3. Compute environment
In order to be able to rerun the analysis even several years in the future, we need to "encapsulate the current compute environment", for example to freeze the ROOT version our analysis is using. We shall achieve this by preparing a docker container image for our analysis steps.

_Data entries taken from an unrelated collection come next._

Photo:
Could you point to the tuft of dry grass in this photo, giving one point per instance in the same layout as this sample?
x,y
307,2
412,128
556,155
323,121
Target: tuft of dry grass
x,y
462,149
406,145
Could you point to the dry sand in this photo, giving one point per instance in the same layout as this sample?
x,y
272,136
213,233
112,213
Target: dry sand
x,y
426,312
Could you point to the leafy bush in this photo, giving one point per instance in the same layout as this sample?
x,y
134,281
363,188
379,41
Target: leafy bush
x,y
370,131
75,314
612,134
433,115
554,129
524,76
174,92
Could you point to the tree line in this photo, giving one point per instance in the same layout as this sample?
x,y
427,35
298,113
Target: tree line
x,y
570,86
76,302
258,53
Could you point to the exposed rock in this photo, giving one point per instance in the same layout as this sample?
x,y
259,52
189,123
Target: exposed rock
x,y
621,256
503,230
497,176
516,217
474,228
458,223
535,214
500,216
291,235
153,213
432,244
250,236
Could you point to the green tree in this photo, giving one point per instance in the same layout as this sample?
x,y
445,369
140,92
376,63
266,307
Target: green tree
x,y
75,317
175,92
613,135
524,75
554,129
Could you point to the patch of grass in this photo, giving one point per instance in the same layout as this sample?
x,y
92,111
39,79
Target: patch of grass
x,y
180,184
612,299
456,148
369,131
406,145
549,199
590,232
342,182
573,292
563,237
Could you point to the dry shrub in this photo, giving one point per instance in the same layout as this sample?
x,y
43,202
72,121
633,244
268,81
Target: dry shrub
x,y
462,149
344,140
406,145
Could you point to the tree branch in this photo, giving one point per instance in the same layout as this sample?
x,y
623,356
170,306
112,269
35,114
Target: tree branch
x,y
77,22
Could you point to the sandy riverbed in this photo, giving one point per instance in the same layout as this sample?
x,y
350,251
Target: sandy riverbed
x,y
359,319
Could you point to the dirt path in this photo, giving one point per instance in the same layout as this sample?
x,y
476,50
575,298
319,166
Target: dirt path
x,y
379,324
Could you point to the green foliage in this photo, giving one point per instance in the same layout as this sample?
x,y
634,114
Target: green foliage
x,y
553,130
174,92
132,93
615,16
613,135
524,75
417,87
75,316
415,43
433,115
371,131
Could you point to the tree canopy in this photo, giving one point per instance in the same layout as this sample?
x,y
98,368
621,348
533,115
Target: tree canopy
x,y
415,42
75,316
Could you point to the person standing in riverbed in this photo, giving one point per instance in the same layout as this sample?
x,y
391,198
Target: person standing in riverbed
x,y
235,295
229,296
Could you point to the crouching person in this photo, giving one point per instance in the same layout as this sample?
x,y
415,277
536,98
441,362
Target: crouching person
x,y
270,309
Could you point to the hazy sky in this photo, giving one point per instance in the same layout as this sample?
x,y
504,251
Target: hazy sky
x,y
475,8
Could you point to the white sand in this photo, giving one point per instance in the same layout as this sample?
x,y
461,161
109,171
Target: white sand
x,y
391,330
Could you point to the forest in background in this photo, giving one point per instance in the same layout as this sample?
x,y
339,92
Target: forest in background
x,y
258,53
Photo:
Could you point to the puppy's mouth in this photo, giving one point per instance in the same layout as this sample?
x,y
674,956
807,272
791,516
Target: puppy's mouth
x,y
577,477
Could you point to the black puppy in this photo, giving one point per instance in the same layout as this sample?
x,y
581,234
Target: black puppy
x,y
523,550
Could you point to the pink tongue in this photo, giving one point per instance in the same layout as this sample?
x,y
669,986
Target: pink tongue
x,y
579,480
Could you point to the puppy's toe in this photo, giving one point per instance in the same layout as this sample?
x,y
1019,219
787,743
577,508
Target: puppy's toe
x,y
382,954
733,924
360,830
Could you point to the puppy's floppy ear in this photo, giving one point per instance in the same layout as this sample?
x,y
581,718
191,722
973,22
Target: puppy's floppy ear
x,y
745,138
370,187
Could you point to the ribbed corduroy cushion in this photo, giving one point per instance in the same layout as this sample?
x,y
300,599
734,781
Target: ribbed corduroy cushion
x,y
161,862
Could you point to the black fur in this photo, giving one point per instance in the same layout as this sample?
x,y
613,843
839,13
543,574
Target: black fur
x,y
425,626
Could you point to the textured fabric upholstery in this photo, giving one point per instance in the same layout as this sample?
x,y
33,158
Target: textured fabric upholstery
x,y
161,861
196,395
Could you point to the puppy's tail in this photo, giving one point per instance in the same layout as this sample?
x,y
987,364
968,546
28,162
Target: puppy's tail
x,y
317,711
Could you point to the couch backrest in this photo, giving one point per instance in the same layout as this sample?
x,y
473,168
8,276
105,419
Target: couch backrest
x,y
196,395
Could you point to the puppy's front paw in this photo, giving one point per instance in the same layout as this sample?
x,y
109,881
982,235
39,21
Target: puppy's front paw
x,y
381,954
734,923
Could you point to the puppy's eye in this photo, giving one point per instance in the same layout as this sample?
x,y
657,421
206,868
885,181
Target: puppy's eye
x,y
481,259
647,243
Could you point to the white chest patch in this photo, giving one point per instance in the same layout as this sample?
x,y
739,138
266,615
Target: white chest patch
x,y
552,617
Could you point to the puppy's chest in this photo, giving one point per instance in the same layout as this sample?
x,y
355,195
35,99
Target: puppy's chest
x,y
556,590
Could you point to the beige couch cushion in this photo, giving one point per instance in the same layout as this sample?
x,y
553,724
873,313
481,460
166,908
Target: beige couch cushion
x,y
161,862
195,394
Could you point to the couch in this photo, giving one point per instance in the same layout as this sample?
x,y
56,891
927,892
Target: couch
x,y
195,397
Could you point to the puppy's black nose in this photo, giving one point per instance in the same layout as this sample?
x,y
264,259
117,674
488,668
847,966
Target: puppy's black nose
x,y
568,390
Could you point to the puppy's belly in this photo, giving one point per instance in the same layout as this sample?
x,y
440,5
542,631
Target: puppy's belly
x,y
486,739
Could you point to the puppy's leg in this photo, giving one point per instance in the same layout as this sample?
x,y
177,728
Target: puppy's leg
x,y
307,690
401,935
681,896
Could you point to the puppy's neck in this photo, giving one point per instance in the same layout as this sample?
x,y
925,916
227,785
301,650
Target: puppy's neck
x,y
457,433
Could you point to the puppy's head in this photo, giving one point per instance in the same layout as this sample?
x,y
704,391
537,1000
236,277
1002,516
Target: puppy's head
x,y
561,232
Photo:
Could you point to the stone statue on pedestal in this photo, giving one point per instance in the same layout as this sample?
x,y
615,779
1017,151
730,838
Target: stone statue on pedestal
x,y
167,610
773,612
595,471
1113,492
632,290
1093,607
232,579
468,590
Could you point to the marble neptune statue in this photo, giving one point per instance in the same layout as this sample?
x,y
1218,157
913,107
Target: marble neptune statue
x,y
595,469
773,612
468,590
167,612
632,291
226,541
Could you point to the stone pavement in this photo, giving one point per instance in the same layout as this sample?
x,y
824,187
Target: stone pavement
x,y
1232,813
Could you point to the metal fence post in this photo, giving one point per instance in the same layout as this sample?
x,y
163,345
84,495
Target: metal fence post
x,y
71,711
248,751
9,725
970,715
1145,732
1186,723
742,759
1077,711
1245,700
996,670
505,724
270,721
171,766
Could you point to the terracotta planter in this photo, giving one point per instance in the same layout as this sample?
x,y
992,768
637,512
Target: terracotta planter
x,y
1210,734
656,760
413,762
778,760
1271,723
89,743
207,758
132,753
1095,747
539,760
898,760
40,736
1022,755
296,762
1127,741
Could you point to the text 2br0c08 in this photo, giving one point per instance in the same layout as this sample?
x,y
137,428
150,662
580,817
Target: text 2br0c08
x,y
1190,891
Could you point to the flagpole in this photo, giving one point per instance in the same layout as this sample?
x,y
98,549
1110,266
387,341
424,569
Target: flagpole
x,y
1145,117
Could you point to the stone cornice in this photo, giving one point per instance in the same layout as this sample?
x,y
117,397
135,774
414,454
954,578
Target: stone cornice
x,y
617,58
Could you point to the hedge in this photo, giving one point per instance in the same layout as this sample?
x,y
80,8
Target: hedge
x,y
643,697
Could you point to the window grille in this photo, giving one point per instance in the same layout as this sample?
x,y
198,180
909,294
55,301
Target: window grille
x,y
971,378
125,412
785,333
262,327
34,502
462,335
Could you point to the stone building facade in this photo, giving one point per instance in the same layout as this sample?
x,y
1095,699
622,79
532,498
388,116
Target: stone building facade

The analysis steps will run in a pure ROOT analysis environment. We can use an already existing container image, for example reana-env-root6 for these steps.
4. Analysis workflow
Before calculating the inlcuisve jet crossection a few necessary steps are performed. The flow of the workflow is visualized below. The workflow language used here is CWL. CWL is a specification for describing analysis workflows and tools in a way that makes them portable and scalable. With the help of CWL we are able to run the first three steps in parallel where after the steps get more entangled. This optimizes the workflow, in comparison to having everything run in a serial manner.
+-----------+ +-------+
| Fill Data | |Fill MC|
+-----------+ +-------+
| |
| |
v v
+---------------+ +------------+
| Normalize Data| |Normalize MC|
+---------------+ +------------+
| |
| |
v v
+-------------+ +----------+
| Combine Data| |Combine MC|
+-------------+ +----------+
| |
| +------------+ |
+---> | Theory Data|<--- +
| +------------+ |
| +------------+ |
+---> | Theory MC |<---+
| +------------+ |
| | |
| | |
+-------------+----------+
| |
v v
+--------------+ +------------+
| Dagostini Data| |Dagostini MC|
+--------------+ +------------+
|
|
v
+------------+
| Draw plots |
+------------+